British scientists trial 15-minute Ebola test in Guinea

In this picture taken Thursday Nov. 20, 2014, an MSF Ebola heath worker is sprayed as he leaves the contaminated zone at the Ebola treatment centre in Gueckedou, Guinea. Officials in Guinea say bandits during a roadside robbery stole a cooler containing blood samples that are believed to have Ebola, from a vehicle traveling from Kankan prefecture in central Guinea to a test site in Gueckedou, in the south.(AP Photo/Jerome Delay)

In this picture taken Thursday Nov. 20, 2014, an MSF Ebola heath worker is sprayed as he leaves the contaminated zone at the Ebola treatment centre in Gueckedou, Guinea. Officials in Guinea say bandits during a roadside robbery stole a cooler containing blood samples that are believed to have Ebola, from a vehicle traveling from Kankan prefecture in central Guinea to a test site in Gueckedou, in the south.(AP Photo/Jerome Delay)

GUINEA – British researchers are to conduct trials in Guinea on a 15-minute Ebola test, the Wellcome Trust and UK government said in a joint statement Friday.

The prototype is six times faster than current tests and aims to speed up diagnosis, the London-based global research charity and the Department for International Development said.

“A reliable, 15-minute test that can confirm cases of Ebola would be a key tool for effective management of the Ebola outbreak, allowing patients to be identified, isolated and cared for as soon as possible,” said Val Snewin of the Wellcome Trust.

She said the test was designed to be suitable for remote field hospitals where electricity and cold storage are often scarce.

Early detection of Ebola leads to better infection control as medics can identify and isolate confirmed cases faster and start treating patients sooner.

The trials will be led by researchers from Dakar’s Pasteur Institute at an Ebola treatment centre in the Guinean capital Conakry in the coming weeks.

Britain already has an Ebola laboratory in Sierra Leone and is building two others in its former colony.
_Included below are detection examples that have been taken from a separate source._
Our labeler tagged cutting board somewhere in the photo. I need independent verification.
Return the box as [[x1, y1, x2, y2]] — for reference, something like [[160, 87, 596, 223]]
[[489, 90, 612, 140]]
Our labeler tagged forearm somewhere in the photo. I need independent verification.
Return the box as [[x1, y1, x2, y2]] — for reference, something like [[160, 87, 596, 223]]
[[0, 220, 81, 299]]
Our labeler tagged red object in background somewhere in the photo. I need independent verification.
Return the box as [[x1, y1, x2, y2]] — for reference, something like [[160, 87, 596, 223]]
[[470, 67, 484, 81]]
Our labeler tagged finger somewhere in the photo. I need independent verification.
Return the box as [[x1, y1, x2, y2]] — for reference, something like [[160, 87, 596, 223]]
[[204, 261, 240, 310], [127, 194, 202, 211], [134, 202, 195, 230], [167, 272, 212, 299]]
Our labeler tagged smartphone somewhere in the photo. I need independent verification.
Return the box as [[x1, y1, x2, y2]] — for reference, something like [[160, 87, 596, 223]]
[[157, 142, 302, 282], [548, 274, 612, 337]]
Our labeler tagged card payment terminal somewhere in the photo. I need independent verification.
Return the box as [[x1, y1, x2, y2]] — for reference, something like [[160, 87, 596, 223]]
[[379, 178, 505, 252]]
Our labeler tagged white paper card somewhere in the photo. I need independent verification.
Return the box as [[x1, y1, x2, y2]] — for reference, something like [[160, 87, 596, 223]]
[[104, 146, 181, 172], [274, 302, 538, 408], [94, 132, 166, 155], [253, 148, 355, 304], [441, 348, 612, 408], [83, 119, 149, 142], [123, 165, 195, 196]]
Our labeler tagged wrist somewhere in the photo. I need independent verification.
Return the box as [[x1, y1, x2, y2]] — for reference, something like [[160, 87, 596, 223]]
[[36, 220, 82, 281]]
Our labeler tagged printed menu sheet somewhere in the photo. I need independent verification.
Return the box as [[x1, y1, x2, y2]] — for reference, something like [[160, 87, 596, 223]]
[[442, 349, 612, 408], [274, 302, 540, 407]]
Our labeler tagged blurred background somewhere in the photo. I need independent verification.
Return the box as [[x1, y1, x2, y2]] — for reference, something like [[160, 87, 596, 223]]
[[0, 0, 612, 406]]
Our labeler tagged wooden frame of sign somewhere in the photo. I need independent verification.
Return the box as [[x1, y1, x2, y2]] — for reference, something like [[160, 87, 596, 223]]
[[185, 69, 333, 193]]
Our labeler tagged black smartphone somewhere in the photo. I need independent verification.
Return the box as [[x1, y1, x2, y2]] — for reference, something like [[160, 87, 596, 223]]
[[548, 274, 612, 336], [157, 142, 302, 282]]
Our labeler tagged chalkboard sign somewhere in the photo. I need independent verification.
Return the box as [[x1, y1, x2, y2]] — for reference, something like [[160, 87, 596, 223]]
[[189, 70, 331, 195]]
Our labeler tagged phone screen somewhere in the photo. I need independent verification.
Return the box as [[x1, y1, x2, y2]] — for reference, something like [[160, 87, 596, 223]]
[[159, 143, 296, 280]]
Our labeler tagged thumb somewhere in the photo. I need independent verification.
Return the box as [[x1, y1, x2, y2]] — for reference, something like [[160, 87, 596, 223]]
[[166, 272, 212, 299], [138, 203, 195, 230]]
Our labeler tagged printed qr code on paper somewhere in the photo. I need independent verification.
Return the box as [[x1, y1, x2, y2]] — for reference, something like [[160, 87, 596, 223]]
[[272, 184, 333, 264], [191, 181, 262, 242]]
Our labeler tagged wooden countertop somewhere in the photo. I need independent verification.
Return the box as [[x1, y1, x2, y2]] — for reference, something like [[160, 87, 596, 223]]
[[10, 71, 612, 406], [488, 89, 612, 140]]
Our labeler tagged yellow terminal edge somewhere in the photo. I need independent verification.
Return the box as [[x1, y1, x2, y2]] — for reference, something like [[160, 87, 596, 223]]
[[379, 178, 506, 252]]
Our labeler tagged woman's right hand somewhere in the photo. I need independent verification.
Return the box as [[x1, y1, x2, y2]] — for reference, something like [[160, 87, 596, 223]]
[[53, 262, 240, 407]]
“Together these will quadruple the number of tests that can be carried out every day and help contain the spread of Ebola,” International Development Secretary Justine Greening said in the statement.

The biggest Ebola epidemic on record has claimed around 5,700 lives in west Africa since the beginning of the year, according to the World Health Organization — almost all of them in Guinea, Liberia and Sierra Leone.

In October France’s Atomic Energy Commission announced that another 15-minute test had proved effective in high-security laboratory trials, although it has not yet been validated by regulators.

The diagnostic tool works by antibodies reacting to the presence of the virus in a tiny sample, which can be a drop of blood, plasma or urine, it said.

A European pharma company Vedalab is turning the prototype into a user-friendly kit called eZYSCREEN that will see a positive result yield a small stripe in a results window on the hand-held device.

Other pharmaceutical teams are working on fast diagnostic tools for Ebola. They include Primerdesign, a spinoff company of Britain’s University of Southampton, and Corgenix Medical Corp of the United States.

Work is also under way in several laboratories on developing a vaccine or cure for the killer hemorrhagic fever against which no specific drug treatment exists.